Há filmes que entregam demais, mas esse não entregou de menos? Muito de menos? Ele diz tudo e não diz nada ao mesmo tempo. Será que não entendi, que dei umas cochiladas? O que foi que eu perdi? Ou quem sabe o objetivo do filme seja promover justamente a curiosidade?
O diretor explicou em uma entrevista porquê escolheu Charlotte para o papel:
"Escrevi o filme pensando nela, para ela. Se tivesse recusado, creio que não conseguiria fazê-lo com outra atriz. Teria de mudar de projeto."

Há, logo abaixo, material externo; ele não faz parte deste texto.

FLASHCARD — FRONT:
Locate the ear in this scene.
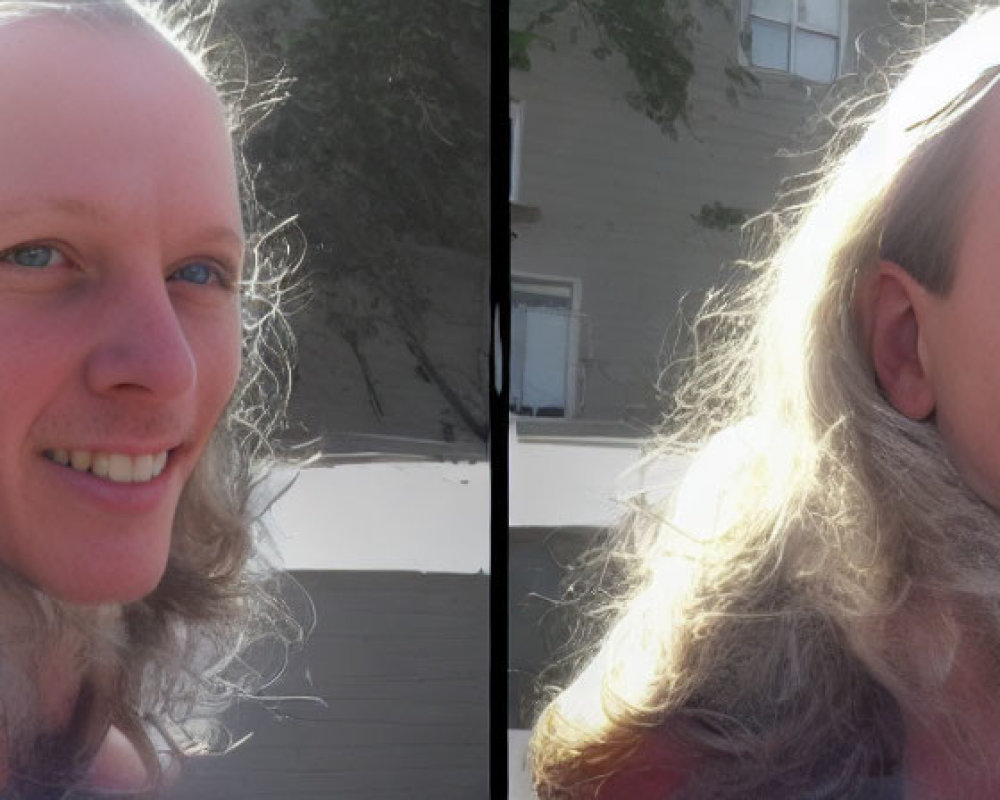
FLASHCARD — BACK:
[855,261,934,419]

O diretor admite que o filme é difícil. Hannah concorreu no Festival de Veneza do ano passado. Pallaoro lembra:
"Foi uma sessão tensa, porque reconheço que o filme é difícil. Um silêncio mortal, não dava para perceber se o público estava gostando ou não. E, então, no final, as pessoas levantaram. Recebemos uma 'standing ovation' de cinco minutos e Charlotte, no encerramento do festival, recebeu a Taça Volpi de melhor atriz."
Quem afinal é Hannah? Que segredo ela esconde? Não passamos nós pela vida também escondendo nossos segredos, testemunhas e observadoras de nossa própria existência? Quem somos nós também?

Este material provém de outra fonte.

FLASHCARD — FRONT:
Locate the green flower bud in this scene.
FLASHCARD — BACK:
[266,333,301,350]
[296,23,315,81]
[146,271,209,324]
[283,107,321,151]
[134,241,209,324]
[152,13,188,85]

"Quando você joga o filme no mundo ele deixa de lhe pertencer, e o público é soberano para fazer sua interpretação."
Bem, é isso que Pallaoro faz e muito bem, o espectador precisa ser o roteirista da história de Hannah.

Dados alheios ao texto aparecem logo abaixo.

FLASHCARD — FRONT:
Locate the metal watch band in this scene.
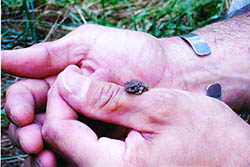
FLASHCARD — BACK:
[180,33,211,56]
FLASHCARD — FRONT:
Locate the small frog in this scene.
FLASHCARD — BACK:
[124,80,149,95]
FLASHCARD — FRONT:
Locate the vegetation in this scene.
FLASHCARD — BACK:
[1,0,250,167]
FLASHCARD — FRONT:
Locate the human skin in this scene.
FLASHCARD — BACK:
[42,65,250,167]
[1,12,250,166]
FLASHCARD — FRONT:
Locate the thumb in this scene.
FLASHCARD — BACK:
[57,65,171,132]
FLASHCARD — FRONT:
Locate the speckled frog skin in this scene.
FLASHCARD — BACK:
[124,80,149,95]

Seguindo a linha do cineasta, também vou ser bem minimalista e não vou postar a sinopse. Adivinhem!
IMDB: 6/ 10
Filmow: 3,3/ 5
Minha nota: 3,2/ 5

Ficha técnica:
Nome original: Hannah.
País: Itália/ França/ Bélgica.
Ano: 2017
Direção: Andrea Pallaoro.
Roteiro: Andrea Pallaoro, Orlando Tirado.
Elenco: Charlotte Rampling, André Wilms.

sexta-feira, 13 de julho de 2018

FRASES DE FILMES


UNSANE (DISTÚRBIO)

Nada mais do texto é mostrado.